200 Years of Books Prove That City-Living Changes Our Psychology
UCLA researcher Patricia Greenfield has long suspected that the environment around us influences our psychology – not in the classic sense that our family life or peer groups sway our behavior, but in a much broader way. Human psychology adapts differently, she theorized, to rural settings than to urban ones.

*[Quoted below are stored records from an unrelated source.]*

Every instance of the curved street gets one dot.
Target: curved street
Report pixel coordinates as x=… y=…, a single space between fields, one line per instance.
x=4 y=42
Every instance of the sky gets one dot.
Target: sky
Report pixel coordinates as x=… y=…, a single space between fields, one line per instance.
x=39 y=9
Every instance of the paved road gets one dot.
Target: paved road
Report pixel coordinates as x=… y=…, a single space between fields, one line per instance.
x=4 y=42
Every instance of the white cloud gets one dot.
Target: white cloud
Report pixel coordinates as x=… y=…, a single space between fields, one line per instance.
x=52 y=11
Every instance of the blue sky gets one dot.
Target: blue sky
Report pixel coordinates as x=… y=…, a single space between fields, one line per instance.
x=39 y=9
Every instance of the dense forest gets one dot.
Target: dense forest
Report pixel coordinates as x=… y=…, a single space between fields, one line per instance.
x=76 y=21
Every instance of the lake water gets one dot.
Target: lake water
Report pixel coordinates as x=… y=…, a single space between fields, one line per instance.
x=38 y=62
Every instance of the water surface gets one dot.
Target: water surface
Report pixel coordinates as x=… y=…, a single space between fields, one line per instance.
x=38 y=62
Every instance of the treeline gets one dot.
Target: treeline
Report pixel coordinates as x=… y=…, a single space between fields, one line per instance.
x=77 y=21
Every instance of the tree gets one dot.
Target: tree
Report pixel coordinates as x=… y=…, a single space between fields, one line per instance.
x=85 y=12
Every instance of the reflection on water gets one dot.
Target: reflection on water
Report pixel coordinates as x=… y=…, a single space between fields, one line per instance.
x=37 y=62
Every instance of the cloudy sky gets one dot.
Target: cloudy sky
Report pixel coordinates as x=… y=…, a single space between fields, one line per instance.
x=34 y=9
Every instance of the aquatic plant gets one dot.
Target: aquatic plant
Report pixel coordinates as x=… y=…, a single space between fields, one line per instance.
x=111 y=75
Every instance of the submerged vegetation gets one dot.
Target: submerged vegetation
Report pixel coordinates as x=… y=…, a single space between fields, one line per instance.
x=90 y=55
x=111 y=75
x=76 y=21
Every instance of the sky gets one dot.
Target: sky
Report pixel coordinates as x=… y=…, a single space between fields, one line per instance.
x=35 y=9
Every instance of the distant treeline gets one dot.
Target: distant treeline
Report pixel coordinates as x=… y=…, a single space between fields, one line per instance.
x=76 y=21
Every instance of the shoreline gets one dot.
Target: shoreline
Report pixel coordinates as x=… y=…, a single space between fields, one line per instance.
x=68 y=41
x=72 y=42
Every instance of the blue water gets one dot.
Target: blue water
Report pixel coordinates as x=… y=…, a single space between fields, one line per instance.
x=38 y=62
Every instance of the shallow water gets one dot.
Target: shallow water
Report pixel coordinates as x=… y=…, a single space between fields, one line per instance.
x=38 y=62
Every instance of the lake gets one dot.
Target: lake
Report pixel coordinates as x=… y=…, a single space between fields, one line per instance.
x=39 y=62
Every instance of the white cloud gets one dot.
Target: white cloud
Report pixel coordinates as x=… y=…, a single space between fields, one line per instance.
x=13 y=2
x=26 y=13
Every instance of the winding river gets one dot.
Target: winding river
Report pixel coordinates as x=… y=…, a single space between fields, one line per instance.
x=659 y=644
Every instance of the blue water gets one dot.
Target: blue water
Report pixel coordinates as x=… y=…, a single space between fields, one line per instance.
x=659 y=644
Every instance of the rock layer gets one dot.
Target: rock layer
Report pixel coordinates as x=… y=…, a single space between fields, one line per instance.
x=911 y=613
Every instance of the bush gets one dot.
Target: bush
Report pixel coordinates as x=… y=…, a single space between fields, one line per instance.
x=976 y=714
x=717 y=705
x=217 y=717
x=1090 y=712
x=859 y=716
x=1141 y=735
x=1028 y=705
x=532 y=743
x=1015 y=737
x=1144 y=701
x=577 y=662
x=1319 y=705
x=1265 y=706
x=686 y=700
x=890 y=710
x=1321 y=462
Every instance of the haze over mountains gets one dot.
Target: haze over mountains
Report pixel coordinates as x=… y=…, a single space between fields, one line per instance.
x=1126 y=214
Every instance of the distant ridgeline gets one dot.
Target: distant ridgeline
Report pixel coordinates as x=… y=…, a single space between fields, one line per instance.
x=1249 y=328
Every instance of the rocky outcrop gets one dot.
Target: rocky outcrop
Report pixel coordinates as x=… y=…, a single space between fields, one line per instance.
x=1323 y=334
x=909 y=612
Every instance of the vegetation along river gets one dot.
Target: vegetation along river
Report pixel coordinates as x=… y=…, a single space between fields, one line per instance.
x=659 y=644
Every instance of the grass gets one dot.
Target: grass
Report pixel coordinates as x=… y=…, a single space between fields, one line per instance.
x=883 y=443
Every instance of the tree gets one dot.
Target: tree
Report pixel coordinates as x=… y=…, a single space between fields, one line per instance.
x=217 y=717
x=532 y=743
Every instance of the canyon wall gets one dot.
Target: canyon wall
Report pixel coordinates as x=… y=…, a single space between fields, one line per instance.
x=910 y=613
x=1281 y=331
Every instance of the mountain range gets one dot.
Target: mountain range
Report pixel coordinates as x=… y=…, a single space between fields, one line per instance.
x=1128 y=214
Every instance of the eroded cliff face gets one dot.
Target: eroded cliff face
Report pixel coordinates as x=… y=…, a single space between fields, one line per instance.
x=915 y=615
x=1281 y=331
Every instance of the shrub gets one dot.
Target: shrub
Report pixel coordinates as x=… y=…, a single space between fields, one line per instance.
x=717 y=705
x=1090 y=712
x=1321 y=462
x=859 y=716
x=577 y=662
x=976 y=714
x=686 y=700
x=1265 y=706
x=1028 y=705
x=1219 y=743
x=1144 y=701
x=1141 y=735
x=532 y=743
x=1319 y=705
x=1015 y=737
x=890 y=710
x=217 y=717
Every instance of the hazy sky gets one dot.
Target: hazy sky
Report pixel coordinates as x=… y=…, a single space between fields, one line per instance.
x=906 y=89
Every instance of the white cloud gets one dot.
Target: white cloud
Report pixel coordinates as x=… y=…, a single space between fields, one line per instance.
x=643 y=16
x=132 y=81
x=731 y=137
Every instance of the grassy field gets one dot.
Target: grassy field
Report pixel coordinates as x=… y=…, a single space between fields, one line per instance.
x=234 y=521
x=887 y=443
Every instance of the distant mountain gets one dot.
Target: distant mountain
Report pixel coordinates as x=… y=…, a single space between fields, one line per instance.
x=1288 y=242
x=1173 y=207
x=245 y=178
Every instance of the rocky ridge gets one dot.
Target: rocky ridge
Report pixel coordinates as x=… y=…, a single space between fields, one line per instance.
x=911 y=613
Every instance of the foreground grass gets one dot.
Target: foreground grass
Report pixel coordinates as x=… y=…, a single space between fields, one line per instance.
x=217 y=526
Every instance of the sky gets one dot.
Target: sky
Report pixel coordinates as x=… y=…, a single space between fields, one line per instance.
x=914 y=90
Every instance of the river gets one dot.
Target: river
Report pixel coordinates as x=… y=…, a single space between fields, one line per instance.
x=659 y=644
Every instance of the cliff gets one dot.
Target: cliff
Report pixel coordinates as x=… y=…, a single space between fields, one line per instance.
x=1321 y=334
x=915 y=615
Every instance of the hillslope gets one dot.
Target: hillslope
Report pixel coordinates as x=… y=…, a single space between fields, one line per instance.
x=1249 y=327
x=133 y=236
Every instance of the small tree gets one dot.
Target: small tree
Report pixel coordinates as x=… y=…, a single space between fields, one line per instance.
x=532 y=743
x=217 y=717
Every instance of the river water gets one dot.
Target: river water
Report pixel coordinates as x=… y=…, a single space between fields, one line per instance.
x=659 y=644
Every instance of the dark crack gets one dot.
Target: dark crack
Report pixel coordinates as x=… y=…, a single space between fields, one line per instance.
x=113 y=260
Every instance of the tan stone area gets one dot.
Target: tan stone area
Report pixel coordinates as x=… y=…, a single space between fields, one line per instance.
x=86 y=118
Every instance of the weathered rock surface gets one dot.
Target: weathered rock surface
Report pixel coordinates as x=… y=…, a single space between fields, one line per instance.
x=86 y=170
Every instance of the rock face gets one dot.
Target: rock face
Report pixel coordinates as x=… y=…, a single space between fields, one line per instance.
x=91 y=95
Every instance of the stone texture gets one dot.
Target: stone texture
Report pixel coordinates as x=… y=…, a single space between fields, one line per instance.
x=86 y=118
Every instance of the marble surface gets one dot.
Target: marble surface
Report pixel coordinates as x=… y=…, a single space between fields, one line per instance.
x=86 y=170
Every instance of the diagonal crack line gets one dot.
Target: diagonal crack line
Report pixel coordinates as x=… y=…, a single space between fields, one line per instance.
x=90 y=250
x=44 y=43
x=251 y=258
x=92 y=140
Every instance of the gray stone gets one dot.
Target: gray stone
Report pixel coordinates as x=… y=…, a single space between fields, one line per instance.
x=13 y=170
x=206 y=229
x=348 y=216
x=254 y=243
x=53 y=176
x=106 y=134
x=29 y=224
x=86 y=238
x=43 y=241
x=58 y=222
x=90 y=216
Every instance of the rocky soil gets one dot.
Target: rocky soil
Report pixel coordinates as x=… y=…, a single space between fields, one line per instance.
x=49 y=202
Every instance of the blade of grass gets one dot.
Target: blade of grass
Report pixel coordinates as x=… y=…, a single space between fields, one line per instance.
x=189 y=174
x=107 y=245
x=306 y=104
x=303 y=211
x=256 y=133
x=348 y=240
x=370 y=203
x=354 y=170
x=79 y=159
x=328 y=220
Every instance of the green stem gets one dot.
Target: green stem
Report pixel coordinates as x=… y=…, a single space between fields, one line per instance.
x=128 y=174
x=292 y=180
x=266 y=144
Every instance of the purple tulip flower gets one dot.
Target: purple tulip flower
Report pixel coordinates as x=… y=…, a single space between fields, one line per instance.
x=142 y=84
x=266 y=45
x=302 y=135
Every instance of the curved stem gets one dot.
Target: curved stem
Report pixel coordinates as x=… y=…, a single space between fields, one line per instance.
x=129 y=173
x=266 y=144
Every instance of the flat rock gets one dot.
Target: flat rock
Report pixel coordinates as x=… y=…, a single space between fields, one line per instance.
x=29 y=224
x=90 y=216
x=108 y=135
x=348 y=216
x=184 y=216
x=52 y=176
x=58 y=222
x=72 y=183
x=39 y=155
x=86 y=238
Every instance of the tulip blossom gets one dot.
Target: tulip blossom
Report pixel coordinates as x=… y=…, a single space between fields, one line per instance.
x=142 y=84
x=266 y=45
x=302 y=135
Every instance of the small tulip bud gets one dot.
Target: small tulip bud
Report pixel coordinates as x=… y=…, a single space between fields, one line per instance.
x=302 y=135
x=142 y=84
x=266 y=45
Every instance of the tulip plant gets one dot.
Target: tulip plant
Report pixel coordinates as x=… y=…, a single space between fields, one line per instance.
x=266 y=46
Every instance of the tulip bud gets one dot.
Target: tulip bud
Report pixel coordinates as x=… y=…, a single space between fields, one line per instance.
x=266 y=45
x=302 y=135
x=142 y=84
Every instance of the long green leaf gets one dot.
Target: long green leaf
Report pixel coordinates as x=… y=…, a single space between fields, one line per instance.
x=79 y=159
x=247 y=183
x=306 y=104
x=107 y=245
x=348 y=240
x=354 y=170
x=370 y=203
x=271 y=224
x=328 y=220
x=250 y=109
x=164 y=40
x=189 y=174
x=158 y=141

Rural living, with its subsistence economies, simpler technologies, and close-knit communities, demands of people a greater sense of deference to authority and duty to each other. Urbanization, on the other hand, generally comes with greater wealth and education, and complex technology and commerce. Adapt to life in a city, and a different set of values becomes more important: for starters, personal choice, property accumulation, and materialism.
. . .
Greenfield’s theory borrows from psychology, sociology, and anthropology. But the evidence mostly comes from literature, a collection of 1,160,000 English-language popular and academic books published between 1800 and 2000. If American culture and psychology grew more individualistic as the country urbanized, wouldn’t that transformation be clear in the words from American books (and the concepts that lie behind them)?
The ability to formulate this type of hypothesis results from the digitization of many, many books that allows for computer analysis of language usage. See the graphs in this article for illustrations of how Greenfield performed her analysis.